While immediate autonomous solutions will be best fitted for larger, enterprise operations, eventually we may see it evolving to better fit smaller farms.

For decades machinery has only gotten bigger and bigger so that a farmer could cover more acres in less time. But with autonomy, instead of having said, one 40-foot sprayer, you could have two 20-foot sprayers or four 10-foot sprayers, and by being able to control them all you’re still getting the same amount of work done in less time.

The benefit of moving toward smaller autonomous equipment is three-fold. One is that if you only have one piece of equipment like a sprayer go down, you can’t get any work done until it’s up and running again. With multiple smaller sprayers, you’ll be able to continue working and get at least half of the job done in the same time.

The other benefit is that smaller machines are lighter, which is better for the soil in terms of compaction and should hopefully increase yields.

Finally, smaller machines are more affordable than bigger ones. So small farms that can’t afford and have no need for a 40-foot sprayer, may be able to benefit from an autonomous 10-foot sprayer.

But the move toward smaller autonomous equipment is not something that’s going to happen in the immediate future. Part of this is because by making current sized equipment autonomous, weight reduction is already reduced. A lot of the weight on tractors today is for the comfort of the operator. By removing the need for suspension and other features that benefit the driver, you already reduce weight and therefore the amount of soil compaction created.

Going to smaller vehicles will also require a complete change in the way farming happens today. You can’t go from a 200 horsepower tractor down to 100 horsepower and expect to half your productivity, because it doesn’t scale that way. So while autonomy makes it possible for having multiple, smaller pieces of equipment, there’s going to be a lag between when those machines are actually going to be manufactured, because the market for them is much smaller. As discussed in a previous blog post, there’s a global trend that farms are getting bigger in size.

How Farmers Can Prepare for Future Autonomy

With these autonomous solutions on the horizon, what can farmers do to prepare for the future?

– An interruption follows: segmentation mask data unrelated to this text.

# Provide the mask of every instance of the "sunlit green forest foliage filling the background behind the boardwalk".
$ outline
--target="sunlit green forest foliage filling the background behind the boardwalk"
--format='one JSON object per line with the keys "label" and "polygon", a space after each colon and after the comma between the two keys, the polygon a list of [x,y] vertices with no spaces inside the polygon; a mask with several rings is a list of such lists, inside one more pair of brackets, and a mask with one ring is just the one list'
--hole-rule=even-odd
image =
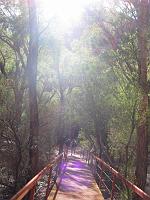
{"label": "sunlit green forest foliage filling the background behind the boardwalk", "polygon": [[[5,172],[2,179],[10,174],[13,184],[16,171],[17,180],[26,181],[29,159],[30,111],[26,83],[29,27],[23,2],[0,3],[0,47],[6,57],[8,75],[5,79],[0,74],[0,144],[7,150],[2,152],[0,167]],[[78,37],[58,33],[55,20],[39,36],[40,167],[51,159],[58,145],[58,133],[62,133],[62,138],[72,137],[72,127],[76,126],[80,129],[81,147],[95,146],[99,153],[101,140],[102,151],[107,150],[120,171],[134,179],[135,129],[140,101],[137,30],[131,15],[136,13],[122,4],[120,8],[112,7],[103,9],[100,5],[87,9]],[[44,25],[41,23],[39,27]],[[108,35],[115,39],[115,48]],[[148,65],[148,79],[149,76]],[[17,168],[18,155],[22,158]],[[4,156],[7,157],[5,162]]]}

The good news is that in terms of infrastructure, there’s nothing specific that needs to be created. In the short-term, autonomous machines will be integrated into existing workflows so the hardware and processes farmers have will remain the same. And since Trimble has always been brand agnostic and will continue to be going forward, any farmer will be able to use our autonomous solutions, regardless of their choice in equipment manufacturer.

Instead, the primary focus will be on “smart” implements. For example, it’ll be important for a seeder to have blockage and seed population sensors. Tractors, on the other hand, are relatively easy to change.

Also, growers should survey their fields and physical surroundings, so that any obstacles an autonomous vehicle might encounter are either removed prior to it entering a field, or at least mapped out so the machine is aware it’s there.

It’ll be important to keep in mind that, in the beginning, these solutions won’t be perfect. They’ll improve and get better as time goes on.

It may be best to think of these technologies like teaching a son or daughter how to farm, by starting with the simplest tasks available. Just as you would have a young upcoming farmer handle tilling inside the field on straight guidance lines while you tackle the headlands and the circuits, that would also be a natural task to set an autonomous tractor onto.

There will be a level of technical skills required that farmers haven’t needed previously, but it’s not something they should be worried about. Farmers won’t have to become fully technical savvy engineers. Instead, the innate technical knowledge growers will need in the future will already be present in younger generations as they grow up.

That’s because of how children today interact with technology. There are 10-year-olds that are being taught programming in schools, something that would’ve been a university-level subject 15 years ago. Those children will have the same technological experience and knowledge that a high-level engineer 15 years ago would have had. There is already inherent technical knowledge within the next generation.